I also have my doubts that the Belgian representatives of Facebook and Twitter (if they're actively being involved) are privy to new and upcoming features, or changes in the way the apps work - let's say, adding HTTPS encryption, for example. The list of hiccups and chances for both false-positives and false-negatives is huge.

Never mind Net Neutrality (which is a separate & legitimate concern here as well), this is an absolute minefield for confusion, poor customer service & complaints.

Could be an interesting case-study though - let's watch the outcome. 

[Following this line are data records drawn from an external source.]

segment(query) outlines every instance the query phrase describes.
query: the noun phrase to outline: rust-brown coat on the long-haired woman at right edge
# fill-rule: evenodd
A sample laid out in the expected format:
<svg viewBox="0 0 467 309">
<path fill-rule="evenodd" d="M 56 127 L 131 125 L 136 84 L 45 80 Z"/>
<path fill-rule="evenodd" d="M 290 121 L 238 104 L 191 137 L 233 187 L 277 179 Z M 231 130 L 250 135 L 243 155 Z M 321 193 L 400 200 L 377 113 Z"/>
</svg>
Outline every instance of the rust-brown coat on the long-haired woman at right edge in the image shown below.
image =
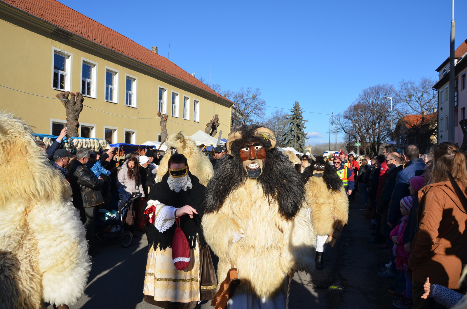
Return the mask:
<svg viewBox="0 0 467 309">
<path fill-rule="evenodd" d="M 430 277 L 432 284 L 459 288 L 467 262 L 467 214 L 449 181 L 425 186 L 418 200 L 418 230 L 409 258 L 413 281 Z"/>
</svg>

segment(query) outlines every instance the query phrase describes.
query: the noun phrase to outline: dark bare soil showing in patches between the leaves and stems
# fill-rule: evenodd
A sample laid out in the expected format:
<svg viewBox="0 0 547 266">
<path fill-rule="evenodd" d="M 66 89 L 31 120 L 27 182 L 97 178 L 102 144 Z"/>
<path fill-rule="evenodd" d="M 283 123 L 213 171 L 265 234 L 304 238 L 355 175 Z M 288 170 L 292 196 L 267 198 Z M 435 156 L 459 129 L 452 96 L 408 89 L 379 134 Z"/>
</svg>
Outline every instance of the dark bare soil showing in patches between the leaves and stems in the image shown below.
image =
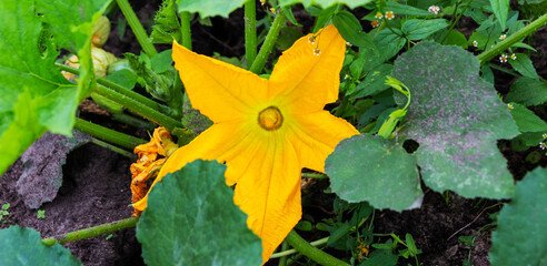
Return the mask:
<svg viewBox="0 0 547 266">
<path fill-rule="evenodd" d="M 149 28 L 150 18 L 161 1 L 131 1 L 138 17 Z M 265 16 L 258 4 L 258 17 Z M 306 21 L 304 11 L 295 11 L 305 27 L 311 27 Z M 113 21 L 111 37 L 105 47 L 107 51 L 122 57 L 123 52 L 139 53 L 140 47 L 135 41 L 131 30 L 127 27 L 123 37 L 118 37 L 118 11 Z M 309 18 L 308 18 L 309 19 Z M 193 20 L 192 38 L 195 50 L 211 55 L 219 52 L 225 57 L 241 58 L 245 53 L 242 43 L 243 20 L 242 10 L 231 13 L 229 19 L 212 18 L 213 27 L 201 25 Z M 364 24 L 365 25 L 365 24 Z M 365 25 L 367 27 L 367 25 Z M 233 34 L 236 33 L 236 34 Z M 533 55 L 534 65 L 543 78 L 547 78 L 547 28 L 539 30 L 534 37 L 534 48 L 541 54 Z M 158 45 L 158 50 L 169 45 Z M 495 86 L 501 93 L 507 93 L 515 78 L 503 72 L 495 72 Z M 545 106 L 535 110 L 545 119 Z M 135 130 L 127 125 L 112 122 L 108 113 L 99 110 L 90 101 L 80 108 L 80 115 L 95 123 L 103 124 L 125 133 L 147 139 L 146 130 Z M 520 180 L 527 172 L 538 165 L 546 166 L 547 158 L 541 155 L 539 162 L 530 163 L 526 158 L 533 152 L 541 152 L 539 147 L 526 152 L 514 152 L 510 143 L 500 141 L 499 147 L 508 161 L 508 168 L 515 180 Z M 540 154 L 544 154 L 541 152 Z M 46 211 L 44 218 L 37 218 L 37 209 L 29 208 L 19 196 L 16 183 L 23 171 L 20 161 L 0 178 L 0 205 L 10 203 L 9 216 L 0 222 L 0 228 L 19 224 L 39 231 L 42 237 L 54 236 L 108 222 L 130 217 L 132 208 L 131 192 L 129 190 L 131 160 L 100 147 L 96 144 L 84 144 L 69 153 L 63 166 L 63 181 L 57 197 L 44 203 L 39 209 Z M 324 186 L 321 182 L 310 182 L 308 186 Z M 306 190 L 306 197 L 312 198 L 310 207 L 305 208 L 305 215 L 334 217 L 332 196 L 320 193 L 322 190 Z M 395 233 L 405 236 L 410 233 L 417 247 L 422 252 L 419 255 L 421 265 L 461 265 L 470 257 L 476 266 L 489 265 L 488 250 L 493 219 L 490 214 L 499 211 L 499 202 L 485 200 L 466 200 L 454 193 L 439 194 L 425 187 L 425 198 L 420 208 L 396 213 L 390 211 L 376 212 L 374 231 L 378 234 Z M 319 206 L 319 207 L 317 207 Z M 460 236 L 477 235 L 474 245 L 465 245 L 458 241 Z M 317 239 L 317 238 L 315 238 Z M 375 239 L 385 242 L 386 237 Z M 145 265 L 140 256 L 140 245 L 135 236 L 135 228 L 123 229 L 111 235 L 97 236 L 89 239 L 64 244 L 83 265 Z M 337 254 L 337 250 L 326 249 Z M 414 260 L 399 259 L 399 265 L 414 264 Z M 269 265 L 277 265 L 272 260 Z"/>
</svg>

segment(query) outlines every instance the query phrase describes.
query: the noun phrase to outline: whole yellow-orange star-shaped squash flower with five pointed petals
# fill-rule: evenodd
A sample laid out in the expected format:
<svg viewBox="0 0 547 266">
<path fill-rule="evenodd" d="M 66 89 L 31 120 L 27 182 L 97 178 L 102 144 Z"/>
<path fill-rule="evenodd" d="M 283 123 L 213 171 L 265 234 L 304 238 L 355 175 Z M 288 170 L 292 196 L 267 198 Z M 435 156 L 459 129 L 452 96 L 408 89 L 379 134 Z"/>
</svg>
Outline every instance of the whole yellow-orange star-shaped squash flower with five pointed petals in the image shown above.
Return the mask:
<svg viewBox="0 0 547 266">
<path fill-rule="evenodd" d="M 237 184 L 233 202 L 262 239 L 263 262 L 300 219 L 301 168 L 325 172 L 335 146 L 359 133 L 324 110 L 338 99 L 346 41 L 334 25 L 314 43 L 310 37 L 284 52 L 269 80 L 178 43 L 172 49 L 192 108 L 215 123 L 177 150 L 155 183 L 197 158 L 226 163 L 226 183 Z"/>
</svg>

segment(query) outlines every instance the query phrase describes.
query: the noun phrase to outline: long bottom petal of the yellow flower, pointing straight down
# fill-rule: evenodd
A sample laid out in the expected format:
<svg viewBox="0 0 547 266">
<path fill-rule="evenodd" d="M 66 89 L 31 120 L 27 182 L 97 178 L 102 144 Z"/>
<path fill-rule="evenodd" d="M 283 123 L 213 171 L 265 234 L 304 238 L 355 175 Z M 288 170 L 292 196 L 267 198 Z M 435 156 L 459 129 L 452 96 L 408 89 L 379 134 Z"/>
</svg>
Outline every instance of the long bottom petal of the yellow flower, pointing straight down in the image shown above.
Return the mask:
<svg viewBox="0 0 547 266">
<path fill-rule="evenodd" d="M 262 262 L 267 262 L 301 217 L 300 162 L 281 134 L 258 149 L 248 145 L 227 163 L 227 176 L 236 168 L 231 164 L 240 163 L 237 161 L 248 165 L 236 185 L 233 202 L 249 215 L 247 225 L 262 239 Z"/>
</svg>

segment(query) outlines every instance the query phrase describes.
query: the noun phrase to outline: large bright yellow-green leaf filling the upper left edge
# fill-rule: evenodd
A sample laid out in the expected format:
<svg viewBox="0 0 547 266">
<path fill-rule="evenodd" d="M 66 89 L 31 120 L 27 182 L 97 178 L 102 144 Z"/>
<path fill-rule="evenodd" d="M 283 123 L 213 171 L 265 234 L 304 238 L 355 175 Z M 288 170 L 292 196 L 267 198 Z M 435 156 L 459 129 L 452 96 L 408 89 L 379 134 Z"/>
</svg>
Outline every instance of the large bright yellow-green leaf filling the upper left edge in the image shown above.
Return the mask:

[Speaking of case-studies, this post is another one. I'm not linking it to Twitter, but only driving it via LinkedIn and native / email-subscribers of this blog. The main objective is to divert the flow of people away from Twitter followers to more direct engagement with me via email or LinkedIn. Ultimately, I want to delete my Twitter account, and this is part of the migration process].


Anonymous said...

I don't think this is a major issue. Facebook users that value the zero-rating so much that this offer sounds compelling to them can probably understand when they are inside the offical facebook app and when they are outside of it.

The app shows you the URL when you browse outside of FB, just like Safari.

Regarding Twitter, it seems pretty obvious that this applies to the offical Twitter app, which is just called "Twitter". While it is true that Twitter bought Tweetdeck the average Twitter user sees this as a separate app. Most users probably doesn't even know that Tweetdeck is owned by Twitter.

That being said there will still be instances where the users ends up in one of the corner cases you describe. But the net effect can still be positive. And this is the key argument: It will still be cheaper to user Twitter and Facebook on Belgacom than other operators.

Teen 1: OMG I used Facebook for like 6h today and my prepaid card is just down a few euros!!!!!
Teen 2: WTF LOL! That's sooo cheap!!

Ian Scales said...

Isn't it more likely that once the competition kicks in the chat would go something like:

OMG. I CANT BELIEVE that crappy service makes you pay extra to use Facebook, and if you don't pay you end up getting gouged oa your bill cos they got such a low cap. I've got a service that's just a few euros more per month for the base service so you can access what you like. If it looks like I'm going to go over I just make sure I'm using wifi a bit more often than i usually would.

Shakir Razak said...


I just had to comment on the tidbit of mentioning you were planning on leaving Twitter, OMFG - A person who works in mobile technology industry with the brains and maturity to be able to leave the CB radio of the modern technorati - well done if you do!
(- sorry i just saw an edition of C4 news desperately still hyping it and begging for more followers.)

Nothing to add on the main thrust of the post - I essentially agree, I'd add it doesn't make much sense for the operator if they're playing it straight, as the thing with soc.nets is that they're the main drivers of general data use; However, if they're planning on a bait-and-switch, then unfortunately, I think it might actually be at least successful at the start, unless FB inevitably starts hosting more proprietary content or provides a service such as onavo/proxies.

What it presages though, more worryingly, is the concept of net-neutrality being first attacked on mobile networks with nebulous excuses (yes, I know other MNO's have previosuly done it, but in the current context, and prob. without some sort of partnership/affinity deal with the effected web-services).